El repertorio de esta gira final va desde los últimos años 60 y de ahí pasa por todas las décadas, sin olvidar el compadreo sabiniano, ya en el siglo XXI. Para entender lo que supone la mercancía de este creador en el ideario colectivo de medio siglo de país basta con escuchar 6.000 voces coreando. Aplaudiendo a Miguel Hernández, «porque es un deber de España y un deber de amor». Van las ‘Nanas de la cebolla’. Va ‘Para la libertad’. Y el recuerdo de la madre aragonesa que salió huérfana y niña de Belchite andando hasta Barcelona. ‘Canción de cuna’ la canta en español y en un catalán que también es casa y lo es de todos. Como lo es ‘Puede ser un gran día’.
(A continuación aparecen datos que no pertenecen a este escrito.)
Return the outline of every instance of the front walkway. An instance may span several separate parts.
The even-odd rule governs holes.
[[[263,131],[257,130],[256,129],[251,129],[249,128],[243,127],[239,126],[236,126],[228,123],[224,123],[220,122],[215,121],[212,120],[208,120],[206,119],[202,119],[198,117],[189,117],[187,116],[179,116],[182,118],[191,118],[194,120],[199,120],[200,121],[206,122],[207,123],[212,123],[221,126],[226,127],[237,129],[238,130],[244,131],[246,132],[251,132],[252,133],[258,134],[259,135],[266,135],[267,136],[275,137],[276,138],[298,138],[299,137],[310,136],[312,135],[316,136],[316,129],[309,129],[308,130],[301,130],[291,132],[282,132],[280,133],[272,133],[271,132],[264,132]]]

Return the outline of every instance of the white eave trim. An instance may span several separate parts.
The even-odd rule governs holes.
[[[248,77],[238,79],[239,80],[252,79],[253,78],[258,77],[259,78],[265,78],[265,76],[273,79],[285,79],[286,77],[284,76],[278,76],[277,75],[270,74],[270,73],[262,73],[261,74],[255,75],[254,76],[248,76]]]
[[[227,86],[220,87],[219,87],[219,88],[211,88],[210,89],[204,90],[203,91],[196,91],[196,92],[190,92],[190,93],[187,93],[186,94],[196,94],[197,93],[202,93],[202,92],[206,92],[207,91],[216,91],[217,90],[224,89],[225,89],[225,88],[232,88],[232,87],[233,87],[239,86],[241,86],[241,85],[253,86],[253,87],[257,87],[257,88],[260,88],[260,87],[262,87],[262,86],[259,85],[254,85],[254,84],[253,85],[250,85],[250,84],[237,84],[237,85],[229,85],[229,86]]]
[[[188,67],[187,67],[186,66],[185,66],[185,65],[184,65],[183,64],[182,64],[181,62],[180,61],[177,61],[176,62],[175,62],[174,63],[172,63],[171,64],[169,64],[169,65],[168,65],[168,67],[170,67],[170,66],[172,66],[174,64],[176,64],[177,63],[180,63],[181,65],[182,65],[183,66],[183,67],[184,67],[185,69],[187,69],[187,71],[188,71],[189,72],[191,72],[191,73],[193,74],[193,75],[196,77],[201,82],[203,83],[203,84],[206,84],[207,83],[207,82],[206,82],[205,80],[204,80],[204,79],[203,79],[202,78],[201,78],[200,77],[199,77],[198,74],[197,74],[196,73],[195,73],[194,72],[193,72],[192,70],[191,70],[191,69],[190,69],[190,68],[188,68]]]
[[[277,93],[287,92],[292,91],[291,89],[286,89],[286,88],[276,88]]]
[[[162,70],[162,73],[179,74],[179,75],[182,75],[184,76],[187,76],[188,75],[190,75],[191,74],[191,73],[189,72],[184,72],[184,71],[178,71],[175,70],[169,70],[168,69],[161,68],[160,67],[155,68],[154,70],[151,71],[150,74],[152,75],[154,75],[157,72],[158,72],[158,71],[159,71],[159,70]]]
Algo más de dos horas de concierto, de tres bises, de hacer de la memoria una gruta donde la realidad es mucho mejor cuando se imagina. ‘Tu nombre me sabe a yerba’. O ‘Aquellas pequeñas cosas’. O el emblemático ‘Cantares’ de Machado. Golpe. Verso. Gente en pie por el poeta… Y seis mil ciudadanos directamente estallando en un fervor de todos a una cuando suena, muy al final, ese artefacto impecable que suena a siempre y a siglo de los siglos. ‘Mediterráneo’. La ‘piedra rosetta’ de Joan Manuel Serrat. Hablamos de algo más que de la mar.